Immunotherapeutic Approaches to Curtail the COVID-19

Medical concept illustration of multiple corona viruses on pink, 3D render

COVID-19 has emerged as a global threat across the world. Apart from antivirals, immunotherapy is considered to play an important role against the virus. The immune evasion strategy of SARS- CoV-2 suppresses interferon induction. The new different immunotherapeutic approaches for COVID-19 include immunization through vaccines, interferon administration, passive immunotherapy by convalescent plasma or monoclonal and polyclonal antibodies.

In several clinical trials, positive results were found by using interferons type I, including interferon-beta-1a in several clinical trials. Interferon-beta is already being examined in a combination protocol in the international clinical trial launched by WHO, called the “Solidarity” trial. Vaccines are believed as the ultimate protection for saving the public from the novel virus. A possible strategy against COVID-19 apart from anti-virals and vaccines is neutralizing antibodies. Antibodies can either be given in the form of convalescent plasma or produced in the lab.

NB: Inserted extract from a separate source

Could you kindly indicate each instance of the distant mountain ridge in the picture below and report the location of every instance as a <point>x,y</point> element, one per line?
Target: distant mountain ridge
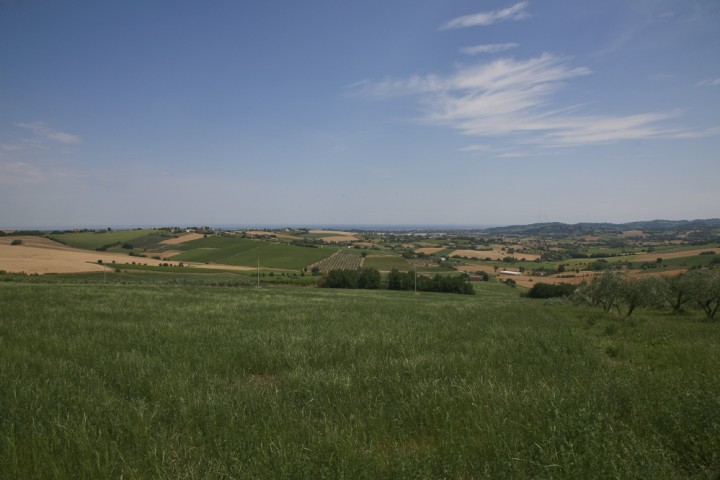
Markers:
<point>650,226</point>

The plasma therapy approach is being used and investigated in many countries with acceptable levels of success.

On the other hand, different polyclonal or monoclonal antibodies could be produced via using hybridoma cell-lines, animals, or cell-free protein synthesis, which may be administered in patients as a monoclonal antibody or a cocktail of antibodies. In addition to inhibiting the virus entry, antibodies can intrude into the biological activities of the virus thereby preventing its replication.

A recent study revealed that the antibodies targeting receptor-binding domain (RBD) of the coronavirus family are virus species-specific, while those that target viral parts outside RBD are capable of cross recognition. Several classes of immunomodulators including tyrosine kinase inhibitors, mTOR inhibitors, calcineurin inhibitors, antimetabolites, TNF blockers, metal-based agents, and other anti-inflammatory agents might be of value in the treatment of COVID-19. At later stages of critically ill COVID-19 patients, such immunomodulators might be potentially life-saving.